So with my stuff nearly cleared, I can help Ielala's because...

#2 today is her PAEDS POST TEST!

Her test was scheduled on last Wednesday, but somehow it was re-scheduled to today.
It was kinda sad, because...

#3 today is her BIRTHDAY!

she said, "if the test went well, it will be the best birthday gift ever."
and i said, "if it's not, it's still your birthday gift! nghahaha"
i know, kinda cruel right here.


okay that's about today.
I kinda feel my blog post looked kinda boring without pictures to accompany them.
So I'm gonna start snap-ping here and there!
Till I SNAP you soon! (lame.)

Thursday, August 19, 2010

Independence Day, a bit early? no.

Bear with me.
This entry a bit lengthy.

Last Tuesday was Indonesia's 65th Independence Day.
later, by the end of this month will be Malaysia's 53rd.

When I watched the news on Indonesia TV, I felt sad.
Sad that many of the news linked to Malaysia was filled with hatred and repugnant.
Sad to see that on their Independence Day, they do rallies here and there.
Maybe in Malaysia, there are rallies, but only a few? I think.
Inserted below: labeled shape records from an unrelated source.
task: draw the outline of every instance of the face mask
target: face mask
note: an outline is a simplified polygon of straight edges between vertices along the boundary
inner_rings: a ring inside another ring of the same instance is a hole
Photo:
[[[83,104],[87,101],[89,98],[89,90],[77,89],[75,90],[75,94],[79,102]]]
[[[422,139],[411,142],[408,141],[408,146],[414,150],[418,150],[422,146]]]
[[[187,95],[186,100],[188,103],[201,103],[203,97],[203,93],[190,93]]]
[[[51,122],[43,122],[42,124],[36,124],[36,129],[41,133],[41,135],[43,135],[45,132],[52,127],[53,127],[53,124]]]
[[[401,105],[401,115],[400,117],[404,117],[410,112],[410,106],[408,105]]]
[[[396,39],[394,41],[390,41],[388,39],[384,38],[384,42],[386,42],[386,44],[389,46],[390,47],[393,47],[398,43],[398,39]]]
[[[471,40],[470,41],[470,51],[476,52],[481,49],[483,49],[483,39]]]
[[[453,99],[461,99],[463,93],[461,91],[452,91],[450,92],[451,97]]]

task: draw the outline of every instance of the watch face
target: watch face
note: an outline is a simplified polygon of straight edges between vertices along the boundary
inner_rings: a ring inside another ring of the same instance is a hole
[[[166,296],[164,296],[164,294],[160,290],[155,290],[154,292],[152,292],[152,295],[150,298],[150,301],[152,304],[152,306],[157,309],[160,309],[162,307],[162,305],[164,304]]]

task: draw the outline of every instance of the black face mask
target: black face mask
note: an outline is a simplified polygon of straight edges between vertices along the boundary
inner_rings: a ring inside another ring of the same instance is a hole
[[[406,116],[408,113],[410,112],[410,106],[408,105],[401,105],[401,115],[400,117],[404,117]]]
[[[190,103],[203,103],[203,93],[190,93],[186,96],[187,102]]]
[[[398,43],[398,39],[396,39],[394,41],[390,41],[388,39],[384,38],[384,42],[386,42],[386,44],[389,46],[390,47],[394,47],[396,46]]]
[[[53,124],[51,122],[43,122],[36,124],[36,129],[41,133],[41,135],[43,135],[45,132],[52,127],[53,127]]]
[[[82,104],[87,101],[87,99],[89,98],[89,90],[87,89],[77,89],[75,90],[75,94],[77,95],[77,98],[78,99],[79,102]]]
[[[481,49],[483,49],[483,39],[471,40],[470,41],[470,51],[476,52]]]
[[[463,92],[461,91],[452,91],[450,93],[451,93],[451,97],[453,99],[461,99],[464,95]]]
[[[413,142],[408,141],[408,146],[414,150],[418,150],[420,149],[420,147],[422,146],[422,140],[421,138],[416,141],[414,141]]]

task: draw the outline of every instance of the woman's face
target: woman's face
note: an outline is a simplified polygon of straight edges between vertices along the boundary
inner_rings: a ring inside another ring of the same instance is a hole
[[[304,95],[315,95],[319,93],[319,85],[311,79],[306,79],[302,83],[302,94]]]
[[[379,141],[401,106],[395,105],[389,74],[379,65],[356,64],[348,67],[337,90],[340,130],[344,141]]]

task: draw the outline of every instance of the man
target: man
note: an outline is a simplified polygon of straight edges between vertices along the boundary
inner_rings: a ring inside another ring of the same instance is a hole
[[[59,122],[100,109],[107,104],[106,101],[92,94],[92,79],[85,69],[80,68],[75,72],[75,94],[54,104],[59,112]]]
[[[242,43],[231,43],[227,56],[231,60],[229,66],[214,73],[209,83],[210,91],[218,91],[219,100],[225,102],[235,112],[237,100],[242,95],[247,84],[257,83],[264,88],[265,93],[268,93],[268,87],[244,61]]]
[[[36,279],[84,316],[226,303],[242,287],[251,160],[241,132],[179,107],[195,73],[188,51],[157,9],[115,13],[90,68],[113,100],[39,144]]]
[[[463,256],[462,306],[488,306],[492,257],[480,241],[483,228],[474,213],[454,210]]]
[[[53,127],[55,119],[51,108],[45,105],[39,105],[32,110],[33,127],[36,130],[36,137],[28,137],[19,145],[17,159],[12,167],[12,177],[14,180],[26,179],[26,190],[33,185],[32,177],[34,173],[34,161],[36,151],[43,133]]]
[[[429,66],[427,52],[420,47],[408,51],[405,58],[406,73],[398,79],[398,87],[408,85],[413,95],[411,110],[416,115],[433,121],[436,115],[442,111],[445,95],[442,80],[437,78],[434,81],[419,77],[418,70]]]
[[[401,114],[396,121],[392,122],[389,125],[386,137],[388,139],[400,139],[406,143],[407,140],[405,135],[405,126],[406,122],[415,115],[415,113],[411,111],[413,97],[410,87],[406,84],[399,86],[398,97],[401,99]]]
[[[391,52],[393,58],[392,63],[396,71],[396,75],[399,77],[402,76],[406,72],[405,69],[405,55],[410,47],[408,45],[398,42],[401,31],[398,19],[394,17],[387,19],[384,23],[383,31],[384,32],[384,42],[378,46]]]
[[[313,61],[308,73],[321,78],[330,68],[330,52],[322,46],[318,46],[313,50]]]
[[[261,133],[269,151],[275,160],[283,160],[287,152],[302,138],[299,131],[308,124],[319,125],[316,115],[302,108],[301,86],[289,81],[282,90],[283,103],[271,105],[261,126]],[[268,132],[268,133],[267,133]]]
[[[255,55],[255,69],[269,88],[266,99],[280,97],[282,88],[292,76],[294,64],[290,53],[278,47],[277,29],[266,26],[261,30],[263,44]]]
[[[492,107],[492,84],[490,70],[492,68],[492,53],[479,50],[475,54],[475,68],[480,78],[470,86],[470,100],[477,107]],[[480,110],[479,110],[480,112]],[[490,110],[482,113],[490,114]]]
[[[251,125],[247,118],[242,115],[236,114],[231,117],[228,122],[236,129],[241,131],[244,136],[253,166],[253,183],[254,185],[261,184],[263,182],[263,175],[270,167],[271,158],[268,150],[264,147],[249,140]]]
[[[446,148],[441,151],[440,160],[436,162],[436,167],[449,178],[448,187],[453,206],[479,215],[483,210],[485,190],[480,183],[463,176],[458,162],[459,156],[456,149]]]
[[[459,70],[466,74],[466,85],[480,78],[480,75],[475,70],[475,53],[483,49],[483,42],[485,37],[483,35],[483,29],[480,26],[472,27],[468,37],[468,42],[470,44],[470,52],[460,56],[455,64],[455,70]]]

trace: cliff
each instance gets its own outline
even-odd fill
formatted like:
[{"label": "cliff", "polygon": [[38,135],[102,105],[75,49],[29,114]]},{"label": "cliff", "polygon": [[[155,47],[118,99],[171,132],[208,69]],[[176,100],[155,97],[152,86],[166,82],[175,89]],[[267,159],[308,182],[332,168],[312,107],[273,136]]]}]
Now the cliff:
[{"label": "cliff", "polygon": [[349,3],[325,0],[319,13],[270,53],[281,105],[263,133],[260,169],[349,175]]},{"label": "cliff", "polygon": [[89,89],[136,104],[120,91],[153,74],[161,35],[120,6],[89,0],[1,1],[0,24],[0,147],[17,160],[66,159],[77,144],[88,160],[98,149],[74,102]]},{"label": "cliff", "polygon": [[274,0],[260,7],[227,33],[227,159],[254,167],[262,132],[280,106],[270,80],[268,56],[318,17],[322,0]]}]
I'm glad Malaysia's Independence Day is not like that.
For Malaysia, its the day for remembering the struggles in the past.
For me, it's a day for family, and enjoying the happiness of being in a fine country.
Even if it's not perfect.

I cant say Malaysia is a total peace and harmony country.
But I feel that my family has been able to live in some peace and harmony that Malaysia has to offer.

Whew.
I know it's not like me to write about some serious stuff.
But let us all be thankful for where we are now.
No matter where.


Ramadhan + Independence Day + Abroad = Jenn serious side?

ps.
tadi saya berlari dari bilik ke pagar, untuk mengejar Liza untuk pas barang yang tertinggal.
lama sungguh rasanya saya tidak berlari.
rasanya aneh.
teringat seseorang yang sering menanyakan, "dah boleh berlari?" bila saya masih terkedek kedek bersama baju besi saya.
kepada orang itu, "ya, saya sudah bisa."

pss.
pusat sumber sekolah.
tahniah Along!

Monday, August 16, 2010

the ramadhan story part 2

tak perlu rojak singapura.
tak perlu yong tau fu.
tak perlu tau fu fa.
tak perlu daging salai masak lemak cili api.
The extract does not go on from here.